R : Je te dirais de ne pas l’acheter, ça coûte trop cher à l’entretien!!! Plus sérieusement, c’est une très bonne moto : puissante, réactive, linéaire, fiable, et grâce à son centre de gravité rabaissé elle est incroyablement joueuse. C’est une excellente moto, et ce n’est pas pour rien si j’ai racheté la BMW 1200RT que j’utilisais avant celle-ci.

Q : Quelle a été ta première moto? Celle qui t’a fait le plus mal? Et celle que tu as gardée?
R : J’ai eu ma première moto à 16 ans, c’était une Honda 125 K5. Mon premier « gros cube » était une Honda CB Four 400 qui avait été préparée par un copain et qui prenait 200km/h compteur… sur route fermée
Celle avec laquelle je me suis fait le plus mal était une Honda GL Silver Wing… la police a mesuré ma glissade : 186,20m.
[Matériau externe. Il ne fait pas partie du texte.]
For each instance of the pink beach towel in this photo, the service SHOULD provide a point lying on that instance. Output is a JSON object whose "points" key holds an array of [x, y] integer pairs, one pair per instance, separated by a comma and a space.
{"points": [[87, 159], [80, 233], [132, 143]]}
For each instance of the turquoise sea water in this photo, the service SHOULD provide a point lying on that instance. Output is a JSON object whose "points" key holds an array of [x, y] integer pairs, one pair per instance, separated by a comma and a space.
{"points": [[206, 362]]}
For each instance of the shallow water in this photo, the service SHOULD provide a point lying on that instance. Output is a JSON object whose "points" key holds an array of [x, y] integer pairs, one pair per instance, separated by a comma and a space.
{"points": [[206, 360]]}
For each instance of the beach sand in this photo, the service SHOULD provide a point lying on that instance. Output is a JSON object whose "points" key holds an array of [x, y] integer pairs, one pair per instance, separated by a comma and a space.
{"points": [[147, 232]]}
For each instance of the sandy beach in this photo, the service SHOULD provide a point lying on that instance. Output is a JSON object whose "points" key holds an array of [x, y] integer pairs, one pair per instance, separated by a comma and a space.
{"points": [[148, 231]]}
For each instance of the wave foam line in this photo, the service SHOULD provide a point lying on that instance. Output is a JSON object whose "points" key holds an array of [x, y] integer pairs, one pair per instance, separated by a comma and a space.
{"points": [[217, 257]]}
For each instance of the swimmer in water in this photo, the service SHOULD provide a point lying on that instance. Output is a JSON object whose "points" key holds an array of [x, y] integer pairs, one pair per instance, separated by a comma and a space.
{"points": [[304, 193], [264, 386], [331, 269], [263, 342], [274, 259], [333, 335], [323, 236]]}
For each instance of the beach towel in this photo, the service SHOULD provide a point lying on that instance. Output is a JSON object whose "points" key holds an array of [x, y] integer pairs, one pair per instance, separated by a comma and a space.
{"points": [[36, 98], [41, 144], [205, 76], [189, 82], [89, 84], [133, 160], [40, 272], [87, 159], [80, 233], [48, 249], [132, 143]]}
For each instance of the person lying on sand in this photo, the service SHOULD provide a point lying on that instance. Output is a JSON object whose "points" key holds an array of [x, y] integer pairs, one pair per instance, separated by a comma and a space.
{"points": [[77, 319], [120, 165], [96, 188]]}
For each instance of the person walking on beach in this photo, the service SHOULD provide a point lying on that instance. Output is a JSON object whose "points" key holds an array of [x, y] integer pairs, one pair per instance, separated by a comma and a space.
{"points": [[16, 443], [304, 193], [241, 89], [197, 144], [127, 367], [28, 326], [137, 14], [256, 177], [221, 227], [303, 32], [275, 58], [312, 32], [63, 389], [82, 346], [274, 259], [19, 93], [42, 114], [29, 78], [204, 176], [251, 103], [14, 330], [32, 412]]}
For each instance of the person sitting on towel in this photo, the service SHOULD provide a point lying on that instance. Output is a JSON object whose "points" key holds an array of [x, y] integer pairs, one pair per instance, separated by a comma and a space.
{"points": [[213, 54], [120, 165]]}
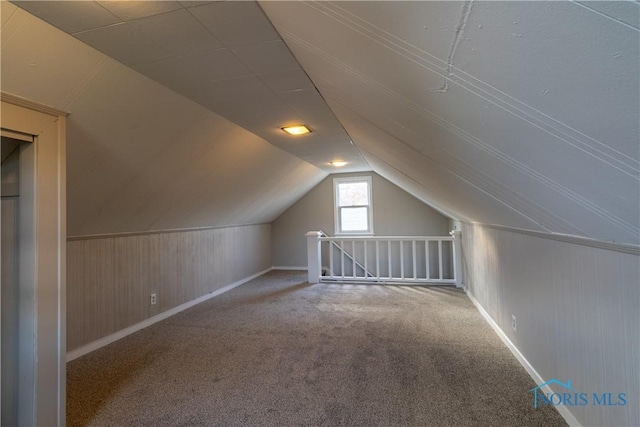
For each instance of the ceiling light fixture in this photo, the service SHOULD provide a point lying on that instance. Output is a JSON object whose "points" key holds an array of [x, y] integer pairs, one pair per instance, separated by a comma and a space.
{"points": [[296, 130]]}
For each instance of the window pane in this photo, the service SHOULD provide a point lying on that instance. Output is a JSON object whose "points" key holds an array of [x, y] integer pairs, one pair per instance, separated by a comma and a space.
{"points": [[354, 219], [353, 194]]}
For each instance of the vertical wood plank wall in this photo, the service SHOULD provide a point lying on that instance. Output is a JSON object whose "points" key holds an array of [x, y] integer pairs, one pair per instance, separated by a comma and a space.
{"points": [[110, 279], [577, 309]]}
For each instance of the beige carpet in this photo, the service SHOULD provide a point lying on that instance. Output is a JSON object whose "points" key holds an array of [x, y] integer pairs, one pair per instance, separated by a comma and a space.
{"points": [[280, 352]]}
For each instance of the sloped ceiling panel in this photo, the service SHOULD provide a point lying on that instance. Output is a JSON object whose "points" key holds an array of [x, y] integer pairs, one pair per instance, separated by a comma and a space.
{"points": [[139, 156], [226, 56], [518, 113]]}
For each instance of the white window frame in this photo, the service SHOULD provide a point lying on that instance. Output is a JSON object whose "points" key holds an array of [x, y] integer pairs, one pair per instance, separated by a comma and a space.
{"points": [[336, 207]]}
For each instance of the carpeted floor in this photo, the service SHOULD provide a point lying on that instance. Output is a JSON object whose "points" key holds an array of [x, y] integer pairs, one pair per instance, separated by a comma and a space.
{"points": [[278, 351]]}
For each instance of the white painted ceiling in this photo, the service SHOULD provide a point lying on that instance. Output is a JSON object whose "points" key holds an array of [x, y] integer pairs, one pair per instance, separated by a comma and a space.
{"points": [[523, 114]]}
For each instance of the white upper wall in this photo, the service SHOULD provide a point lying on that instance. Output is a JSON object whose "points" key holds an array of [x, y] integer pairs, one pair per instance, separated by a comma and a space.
{"points": [[141, 157], [522, 114]]}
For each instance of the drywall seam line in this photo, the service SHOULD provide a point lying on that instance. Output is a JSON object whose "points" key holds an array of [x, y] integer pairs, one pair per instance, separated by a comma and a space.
{"points": [[626, 248], [562, 409], [495, 99], [460, 28], [497, 199], [7, 37], [468, 137], [504, 196], [96, 71], [597, 12], [402, 46]]}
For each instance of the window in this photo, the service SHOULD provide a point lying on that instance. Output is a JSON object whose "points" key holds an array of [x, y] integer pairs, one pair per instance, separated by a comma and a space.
{"points": [[353, 205]]}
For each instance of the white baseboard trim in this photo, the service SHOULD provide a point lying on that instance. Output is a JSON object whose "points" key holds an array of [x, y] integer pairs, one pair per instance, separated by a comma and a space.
{"points": [[563, 410], [279, 267], [92, 346]]}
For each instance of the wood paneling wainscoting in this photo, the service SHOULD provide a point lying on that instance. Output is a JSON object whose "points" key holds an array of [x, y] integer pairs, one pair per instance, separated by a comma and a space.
{"points": [[111, 278], [577, 306]]}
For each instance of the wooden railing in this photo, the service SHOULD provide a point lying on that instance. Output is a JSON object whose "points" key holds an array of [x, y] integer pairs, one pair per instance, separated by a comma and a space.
{"points": [[408, 260]]}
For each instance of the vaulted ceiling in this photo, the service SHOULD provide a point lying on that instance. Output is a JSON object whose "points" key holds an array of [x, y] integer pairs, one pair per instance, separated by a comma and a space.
{"points": [[522, 114]]}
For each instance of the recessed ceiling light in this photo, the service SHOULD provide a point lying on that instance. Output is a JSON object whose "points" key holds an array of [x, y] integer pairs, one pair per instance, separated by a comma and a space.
{"points": [[296, 130]]}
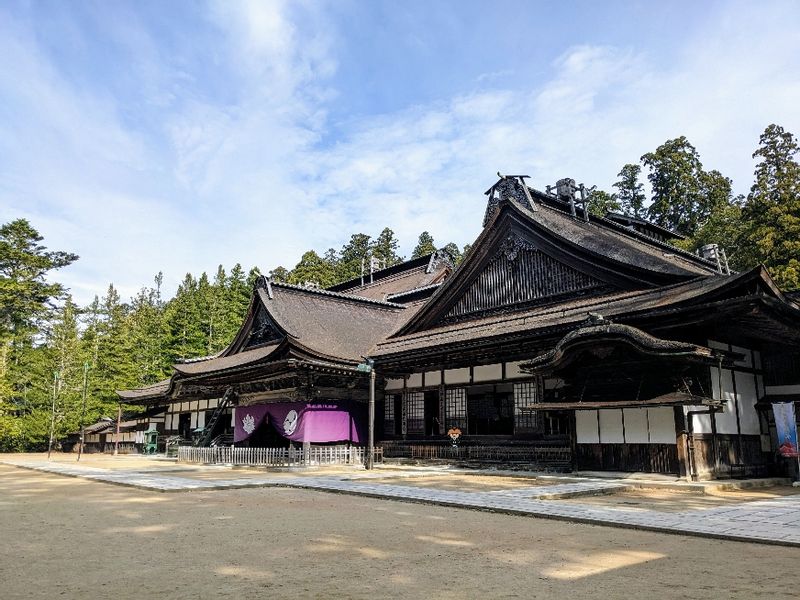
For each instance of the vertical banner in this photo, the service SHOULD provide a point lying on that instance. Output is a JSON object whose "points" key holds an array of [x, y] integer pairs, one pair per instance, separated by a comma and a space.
{"points": [[786, 427]]}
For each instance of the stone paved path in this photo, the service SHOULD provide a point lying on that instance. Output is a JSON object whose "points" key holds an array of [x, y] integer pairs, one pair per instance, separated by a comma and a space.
{"points": [[773, 521]]}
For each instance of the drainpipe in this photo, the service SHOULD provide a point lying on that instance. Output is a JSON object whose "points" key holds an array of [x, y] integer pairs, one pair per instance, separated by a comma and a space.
{"points": [[371, 436], [693, 472]]}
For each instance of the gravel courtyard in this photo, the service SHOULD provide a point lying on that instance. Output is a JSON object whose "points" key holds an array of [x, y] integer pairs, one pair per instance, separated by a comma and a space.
{"points": [[72, 538]]}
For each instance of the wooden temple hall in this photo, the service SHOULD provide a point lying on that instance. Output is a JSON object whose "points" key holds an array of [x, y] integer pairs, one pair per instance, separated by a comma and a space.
{"points": [[562, 339]]}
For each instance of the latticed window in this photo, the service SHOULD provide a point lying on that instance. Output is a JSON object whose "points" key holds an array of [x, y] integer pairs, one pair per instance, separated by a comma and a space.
{"points": [[456, 408], [415, 412], [526, 396], [388, 414]]}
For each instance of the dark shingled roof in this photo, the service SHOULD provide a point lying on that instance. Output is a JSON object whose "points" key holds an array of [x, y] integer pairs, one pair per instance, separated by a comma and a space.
{"points": [[331, 325], [399, 279], [242, 359], [618, 244], [628, 220], [149, 391]]}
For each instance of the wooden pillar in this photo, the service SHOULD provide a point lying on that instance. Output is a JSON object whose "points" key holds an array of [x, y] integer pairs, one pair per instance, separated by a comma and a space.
{"points": [[682, 441]]}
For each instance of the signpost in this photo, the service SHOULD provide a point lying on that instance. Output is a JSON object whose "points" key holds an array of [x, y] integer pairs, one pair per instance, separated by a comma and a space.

C’était en plein été en 1994. Je rentrais d’une soirée GoldWing et je roulais sur le périph sous la porte de Saint Cloud. La place au-dessus avait été nettoyée et de l’eau s’était écoulée apparemment, et comme il n’avait pas plu depuis des semaines une grande flaque d’eau savonneuse et sablonneuse s’était formée… J’ai glissé jusqu’à la passerelle pour accéder au Parc des Princes, à peu près. J’ai été très sérieusement blessé au niveau de la malléole, j’ai failli perdre mon pied. Mais je n’ai jamais voulu arrêter la moto, j’adore ce sentiment de liberté que tu as en roulant. Quand tu roules à la campagne tu peux profiter des odeurs, du vent, et tu te sens proche de la nature. Même avec une voiture cabriolet je n’ai jamais retrouvé ces sensations.
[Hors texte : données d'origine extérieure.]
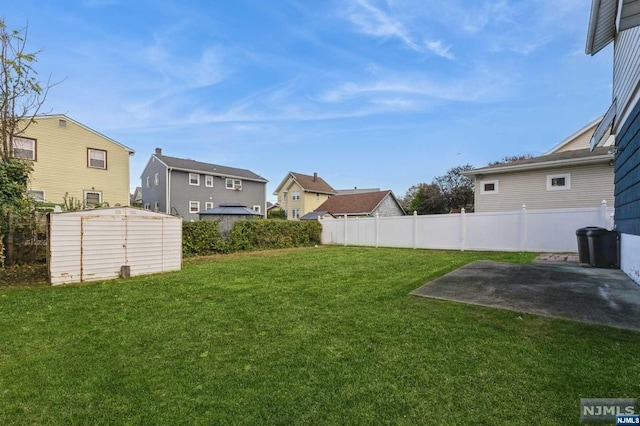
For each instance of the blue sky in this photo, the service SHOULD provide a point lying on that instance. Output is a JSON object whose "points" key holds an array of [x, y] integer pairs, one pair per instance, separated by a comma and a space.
{"points": [[368, 93]]}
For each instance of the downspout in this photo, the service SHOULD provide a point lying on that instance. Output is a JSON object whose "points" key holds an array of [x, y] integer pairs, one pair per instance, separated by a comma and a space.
{"points": [[168, 191]]}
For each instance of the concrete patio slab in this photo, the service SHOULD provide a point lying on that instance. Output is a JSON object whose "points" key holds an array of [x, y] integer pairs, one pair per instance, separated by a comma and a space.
{"points": [[555, 289]]}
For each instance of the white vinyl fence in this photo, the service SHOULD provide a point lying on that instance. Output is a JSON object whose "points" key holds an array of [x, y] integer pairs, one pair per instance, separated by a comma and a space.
{"points": [[523, 230]]}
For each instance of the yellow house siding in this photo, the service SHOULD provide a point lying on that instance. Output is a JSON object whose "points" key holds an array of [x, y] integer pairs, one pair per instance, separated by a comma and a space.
{"points": [[62, 162], [589, 186]]}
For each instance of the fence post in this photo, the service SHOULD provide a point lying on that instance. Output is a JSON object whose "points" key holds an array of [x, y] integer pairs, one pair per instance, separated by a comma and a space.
{"points": [[415, 229], [523, 228], [603, 218], [377, 228], [345, 230], [463, 229]]}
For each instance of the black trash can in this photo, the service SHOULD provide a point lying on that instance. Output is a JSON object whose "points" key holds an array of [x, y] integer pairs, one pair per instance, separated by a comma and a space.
{"points": [[583, 244], [603, 248]]}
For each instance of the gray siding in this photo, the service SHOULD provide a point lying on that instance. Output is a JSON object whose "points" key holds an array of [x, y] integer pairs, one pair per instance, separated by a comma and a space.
{"points": [[627, 175], [626, 71], [589, 186], [388, 207], [155, 193], [181, 193]]}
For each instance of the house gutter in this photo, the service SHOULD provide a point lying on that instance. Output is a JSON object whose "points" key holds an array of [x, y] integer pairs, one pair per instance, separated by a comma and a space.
{"points": [[539, 166]]}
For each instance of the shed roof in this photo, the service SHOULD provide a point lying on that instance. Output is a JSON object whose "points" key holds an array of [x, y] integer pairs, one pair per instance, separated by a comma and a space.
{"points": [[189, 165], [355, 204]]}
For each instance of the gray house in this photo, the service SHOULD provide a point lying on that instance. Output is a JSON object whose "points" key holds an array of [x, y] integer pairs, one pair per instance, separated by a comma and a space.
{"points": [[184, 187]]}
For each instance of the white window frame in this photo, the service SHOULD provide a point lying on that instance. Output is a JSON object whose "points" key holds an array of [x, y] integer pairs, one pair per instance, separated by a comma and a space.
{"points": [[496, 188], [96, 151], [32, 191], [567, 182], [86, 192], [233, 184], [22, 140]]}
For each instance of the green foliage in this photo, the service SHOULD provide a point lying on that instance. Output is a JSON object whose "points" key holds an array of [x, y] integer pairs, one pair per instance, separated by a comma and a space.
{"points": [[274, 234], [202, 238], [276, 214]]}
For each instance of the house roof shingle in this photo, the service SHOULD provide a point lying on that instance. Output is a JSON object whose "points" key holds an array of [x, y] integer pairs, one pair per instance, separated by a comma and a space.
{"points": [[600, 153], [214, 169], [364, 203], [312, 183]]}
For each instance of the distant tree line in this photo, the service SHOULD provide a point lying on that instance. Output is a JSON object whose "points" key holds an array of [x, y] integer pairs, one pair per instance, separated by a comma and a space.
{"points": [[449, 193]]}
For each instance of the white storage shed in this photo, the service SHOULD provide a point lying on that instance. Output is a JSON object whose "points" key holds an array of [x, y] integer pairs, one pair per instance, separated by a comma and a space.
{"points": [[99, 244]]}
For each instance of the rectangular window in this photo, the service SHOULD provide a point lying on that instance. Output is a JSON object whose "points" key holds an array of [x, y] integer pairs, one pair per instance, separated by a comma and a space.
{"points": [[96, 158], [36, 194], [489, 187], [23, 148], [558, 182], [92, 199], [233, 184]]}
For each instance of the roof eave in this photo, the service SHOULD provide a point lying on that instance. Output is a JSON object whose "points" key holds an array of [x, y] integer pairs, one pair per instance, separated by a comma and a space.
{"points": [[544, 165]]}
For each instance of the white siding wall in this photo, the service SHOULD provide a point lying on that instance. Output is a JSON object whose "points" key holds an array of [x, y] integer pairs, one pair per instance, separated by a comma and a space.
{"points": [[589, 186], [626, 72], [93, 244]]}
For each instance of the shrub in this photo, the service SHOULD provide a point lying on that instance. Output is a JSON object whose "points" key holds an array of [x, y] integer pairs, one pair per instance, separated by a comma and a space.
{"points": [[202, 238], [273, 234]]}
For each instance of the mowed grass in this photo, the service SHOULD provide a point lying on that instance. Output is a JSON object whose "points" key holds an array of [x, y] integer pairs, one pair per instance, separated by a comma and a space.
{"points": [[311, 336]]}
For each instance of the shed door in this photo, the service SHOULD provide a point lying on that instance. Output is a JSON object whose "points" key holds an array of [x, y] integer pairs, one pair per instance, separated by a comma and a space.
{"points": [[102, 247]]}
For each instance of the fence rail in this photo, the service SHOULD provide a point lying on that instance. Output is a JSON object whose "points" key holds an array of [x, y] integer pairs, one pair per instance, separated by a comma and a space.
{"points": [[532, 230]]}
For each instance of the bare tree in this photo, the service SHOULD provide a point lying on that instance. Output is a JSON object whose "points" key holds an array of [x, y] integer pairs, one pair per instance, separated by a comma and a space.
{"points": [[21, 93]]}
J’utilise la BMW pour mes déplacements quotidiens, que ce soit mon véhicule pro ou celle que j’ai rachetée, mais la moto que j’ai gardée c’est la Silver Wing. J’adore cette moto, mais elle est tellement vieille que je n’ai pas envie de l’user donc je la garde au chaud.

Q : Ta route préférée à moto? 
R : J’ai adoré le Ballon d’Alsace, c’est vraiment magnifique!

Q : Un petit conseil pour la route?
R : La route se partage! Il faut constamment anticiper les réactions des autres conducteurs, et rester vigilant.